A lot of my day is dependent on the users bookings and patient samples and it’s important that I am aware of recent advances in the field so that I can optimise experiments. Users rely on our expertise for their experimental plans.
As we are a stand-alone facility, I manage our lab’s internal invoicing, and business plans while the team is currently looking at our sustainability position and “big data” processing.
Although we are a university academic facility, we are also open to commercial researchers and are involved with the Innovations team, setting up contracts for access.
Sometimes, I have to plan presentations for user meetings or organise inhouse seminars. I am/have been on committees for both the Scottish and UK Flow Cytometry Societies. These provide an interesting contrast to my daily workload and are important for expanding my personal career development.

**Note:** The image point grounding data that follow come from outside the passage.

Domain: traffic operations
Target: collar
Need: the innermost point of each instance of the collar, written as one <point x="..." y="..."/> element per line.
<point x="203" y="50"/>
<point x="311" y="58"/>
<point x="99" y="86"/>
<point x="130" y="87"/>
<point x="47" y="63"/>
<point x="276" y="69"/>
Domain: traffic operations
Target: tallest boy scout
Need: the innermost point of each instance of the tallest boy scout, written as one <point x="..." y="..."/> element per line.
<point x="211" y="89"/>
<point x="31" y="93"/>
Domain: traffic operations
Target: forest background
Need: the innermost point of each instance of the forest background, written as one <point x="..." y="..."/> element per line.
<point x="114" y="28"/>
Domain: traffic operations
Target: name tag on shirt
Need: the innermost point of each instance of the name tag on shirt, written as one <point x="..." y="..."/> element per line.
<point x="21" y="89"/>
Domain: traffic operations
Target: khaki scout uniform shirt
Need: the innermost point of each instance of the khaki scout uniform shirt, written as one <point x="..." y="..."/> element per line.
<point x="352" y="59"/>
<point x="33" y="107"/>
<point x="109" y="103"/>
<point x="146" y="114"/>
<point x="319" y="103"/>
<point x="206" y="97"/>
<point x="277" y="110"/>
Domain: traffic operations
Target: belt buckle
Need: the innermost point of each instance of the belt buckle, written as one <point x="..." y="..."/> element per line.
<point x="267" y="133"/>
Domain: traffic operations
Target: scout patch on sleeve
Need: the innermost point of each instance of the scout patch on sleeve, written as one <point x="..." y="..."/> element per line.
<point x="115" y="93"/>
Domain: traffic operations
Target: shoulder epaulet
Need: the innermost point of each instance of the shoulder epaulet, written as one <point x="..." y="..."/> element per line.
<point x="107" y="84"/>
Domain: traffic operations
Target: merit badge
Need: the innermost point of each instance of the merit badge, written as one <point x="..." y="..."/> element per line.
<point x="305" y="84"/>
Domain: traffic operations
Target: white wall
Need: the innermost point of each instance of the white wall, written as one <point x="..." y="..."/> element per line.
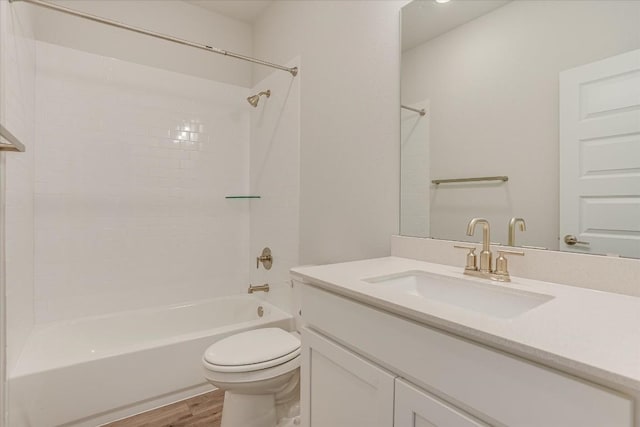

All in all, my days tend to be quite unique and best of all I never have to clock-watch.
What I'd do with the prize money
Showcase Core facility Careers
Our lab is often a calling point during building tours – from school pupils to charity sponsors, politicians to HRHs. It’s an interesting stop because of the impressive equipment and the colourful data. Plus lasers are always a talking point. Core facilities are usually run by technical staff and it is an interesting and accessible career. However, although most core facilities are open to public engagement, it is often difficult to convey a deeper understanding of the technology and their purpose within research projects. I would like to work with the core facilities (flow cytometry, genomics, mass spectrometry, microscopy etc) in our institute/college to improve our ability to do this by introducing this to local schools and show this career possibility which has grown dramatically in recent years. The average number of facility staff in core facilities in 1999 was 1 and now it is 4 and still growing. I would use the prize money to create fun demo equipment and develop workshops for this purpose.
How would you describe yourself in 3 words?
Calm, Logical and Determined
What or who inspired you to follow your career?
In P7, a high school science teacher brought a van de graff generator to my class. I thought it was the coolest (this was the 80s) thing ever. This was the start of my interest in science.
What was your favourite subject at school?
At school, I loved chemistry. I enjoyed watching/setting up chemical reactions. I never wanted to be desk-bound.
What did you want to be after you left school?
I always wanted to work in science but always thought you had to choose between biology, chemistry or physics. I had no idea I’d end up in a job that uses all 3.
Were you ever in trouble at school?
I was often sent out of Monday morning double French for talking too much (and not actually using French).
If you weren't doing this job, what would you choose instead?
I'd like to be an artist - or anything that involves lots of colour.
Who is your favourite singer or band?
I don't have a favourite but I do like American pop punk bands like Green Day and Good Charlotte. I also like Scottish bands Primal Scream and Twin Atlantic. My favourite song is Just a Day by Feeder.
What's your favourite food?
I love Thai food best when eating out but I enjoy cooking Spanish food especially churros and hot chocolate.
What is the most fun thing you've done?
White-water rafting after a hurricane in Virginia, US.
If you had 3 wishes for yourself what would they be? - be honest!
To be taller, more confident and richer.
Tell us a joke.
I'm useless at remembering jokes and even worse at telling them.